Brown Butter Raisin Cookies
“Stephen says his MOUTH IS ALREADY WATERING WALKING TO THE DOOR!” 🤤
Now, that’s what I like to hear!
The neighbors are so grateful for my sweet treat gifts, but a comment like that TRULY makes my day. YES!!!! This will keep the cookies coming, for sure!!
Melting and browning the Irish butter in this recipe creates a super sweet and nutty caramelization of the fat, blending perfectly with just the right amount of brown sugar. The cornstarch softens things up a bit, resulting in the perfect chew. Just a few jumbo raisins, then, make it all worthwhile. These could just be the best cookies EVER!

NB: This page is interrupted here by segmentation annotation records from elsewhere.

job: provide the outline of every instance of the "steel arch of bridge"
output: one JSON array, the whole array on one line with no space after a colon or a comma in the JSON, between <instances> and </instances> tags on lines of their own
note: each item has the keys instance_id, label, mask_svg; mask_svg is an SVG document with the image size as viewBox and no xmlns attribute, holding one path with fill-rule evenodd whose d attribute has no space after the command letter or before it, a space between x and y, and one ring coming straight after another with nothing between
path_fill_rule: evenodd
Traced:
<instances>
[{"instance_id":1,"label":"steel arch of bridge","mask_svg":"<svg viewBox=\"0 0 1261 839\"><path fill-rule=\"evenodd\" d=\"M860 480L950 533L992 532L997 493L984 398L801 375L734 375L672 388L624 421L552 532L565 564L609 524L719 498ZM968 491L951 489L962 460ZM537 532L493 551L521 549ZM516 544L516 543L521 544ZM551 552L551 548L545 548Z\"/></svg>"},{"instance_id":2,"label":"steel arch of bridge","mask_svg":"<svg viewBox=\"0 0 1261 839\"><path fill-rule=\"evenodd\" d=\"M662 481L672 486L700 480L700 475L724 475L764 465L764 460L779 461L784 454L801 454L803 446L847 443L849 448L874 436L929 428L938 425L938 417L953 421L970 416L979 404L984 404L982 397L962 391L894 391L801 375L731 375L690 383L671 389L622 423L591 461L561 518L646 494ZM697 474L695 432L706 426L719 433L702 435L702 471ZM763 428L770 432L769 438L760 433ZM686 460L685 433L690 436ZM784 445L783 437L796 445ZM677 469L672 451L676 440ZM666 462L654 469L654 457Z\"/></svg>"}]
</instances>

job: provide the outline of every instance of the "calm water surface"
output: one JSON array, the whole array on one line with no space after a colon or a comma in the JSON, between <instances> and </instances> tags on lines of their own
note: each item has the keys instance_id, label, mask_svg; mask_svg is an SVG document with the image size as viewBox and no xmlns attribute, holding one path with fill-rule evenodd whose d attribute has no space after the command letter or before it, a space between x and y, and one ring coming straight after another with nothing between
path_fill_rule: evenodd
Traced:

BROWN BUTTER: Browned butter will act very similar to butter in recipes, but it will have a different flavor. It has a nutty flavor. If you replace browned butter for regular butter in baked goods, it will deepen the flavor and make the baked goods richer and more flavorful.
Brown Butter Raisin Cookies
1 lb. Kerrygold butter (the cream of the crop)
2 cups brown sugar
3 large eggs
1 Tbs. cornstarch
1 tsp. baking soda
1 tsp. baking powder
1 tsp. vanilla extract
1/4 tsp. sea salt
3 cups all-purpose flour
1 1/2 cup jumbo mixed raisins
In a medium skillet, melt the butter over low heat. Allow to simmer and “brown” until golden and sweet.
Transfer to a large bowl and allow to cool.
Reserve any remaining butter in the skillet and sauté the raisins until caramelized.
Once the butter has somewhat cooled, beat in the sugar, eggs, cornstarch, baking soda, baking powder, vanilla, and salt. Combine well.
Fold in the flour 1/2 cup at a time.
Next, fold in the caramelized raisins.
Once fully combined, chill the dough for 30-60 minutes.
Preheat the oven to 350 degrees.
Line baking sheets with parchment paper.
Scoop 1″ balls onto the parchment paper and flatten with the back of a juice glass.
Bake for 12-13 minutes, until golden brown.
Soft, chewy, caramelized perfection – best cookies EVER!